April 16, 2019 Articles

How the Tax Cuts and Jobs Act Affects Matrimonial Matters

Among the many changes to the tax laws are the deductibility of alimony payments and several tax provisions that will affect the valuation of a privately held business.

By Louis Panariello

Introduced in the House of Representatives by Congressman Kevin Brady (R-TX) on November 2, 2017, the Tax Cuts and Jobs Act of 2017 (TCJA) was officially signed into law by President Donald Trump on December 22, 2017. The TCJA will be effective for divorce or settlement agreements executed after December 31, 2018. 

As is true of any new law, the TCJA contains, in part, language to be deciphered and interpreted by tax professionals, attorneys, courts, and other professionals.
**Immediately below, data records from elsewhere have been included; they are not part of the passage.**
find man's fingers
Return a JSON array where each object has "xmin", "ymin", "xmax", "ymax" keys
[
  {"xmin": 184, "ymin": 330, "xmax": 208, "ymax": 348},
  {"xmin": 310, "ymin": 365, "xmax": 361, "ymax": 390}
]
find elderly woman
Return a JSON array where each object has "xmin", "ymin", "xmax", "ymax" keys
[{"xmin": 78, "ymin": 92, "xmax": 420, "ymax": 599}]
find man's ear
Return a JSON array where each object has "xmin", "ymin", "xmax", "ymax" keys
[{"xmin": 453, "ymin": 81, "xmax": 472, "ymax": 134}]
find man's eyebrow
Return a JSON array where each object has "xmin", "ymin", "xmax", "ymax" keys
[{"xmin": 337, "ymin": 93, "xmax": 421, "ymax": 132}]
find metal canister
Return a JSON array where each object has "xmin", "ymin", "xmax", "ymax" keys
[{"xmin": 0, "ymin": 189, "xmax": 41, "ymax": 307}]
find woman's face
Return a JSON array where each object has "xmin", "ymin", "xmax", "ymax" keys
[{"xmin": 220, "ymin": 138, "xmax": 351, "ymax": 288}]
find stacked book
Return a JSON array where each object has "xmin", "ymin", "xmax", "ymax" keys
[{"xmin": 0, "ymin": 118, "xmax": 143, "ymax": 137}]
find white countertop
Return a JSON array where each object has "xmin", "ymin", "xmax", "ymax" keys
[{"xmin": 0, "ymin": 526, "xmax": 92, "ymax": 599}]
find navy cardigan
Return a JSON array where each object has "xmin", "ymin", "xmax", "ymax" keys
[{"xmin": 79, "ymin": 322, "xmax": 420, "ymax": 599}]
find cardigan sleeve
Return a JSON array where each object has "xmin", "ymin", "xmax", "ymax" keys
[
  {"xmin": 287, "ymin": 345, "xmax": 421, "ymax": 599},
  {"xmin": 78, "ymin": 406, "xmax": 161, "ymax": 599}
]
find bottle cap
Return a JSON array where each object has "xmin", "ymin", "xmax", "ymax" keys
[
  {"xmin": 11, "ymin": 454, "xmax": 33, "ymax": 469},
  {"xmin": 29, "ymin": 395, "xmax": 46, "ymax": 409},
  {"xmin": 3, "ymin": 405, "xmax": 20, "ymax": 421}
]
Over the years to come, rulings by the supreme courts and appellate divisions will create precedent for the sections of the TCJA that are less rigid and ambiguous. Nonetheless, during the final months of 2018, lawyers were tasked with navigating the new tax bill and determining whether or not the provisions of the TCJA would be beneficial to their clients. The operative question was: Should the divorce agreement effectuate prior to year-end under the old provisions of the tax law, or is it more advantageous for the divorce agreement post-2018? The operative question forging forward will be: How does the TCJA affect divorce and settlement agreements entered into starting January 1, 2019?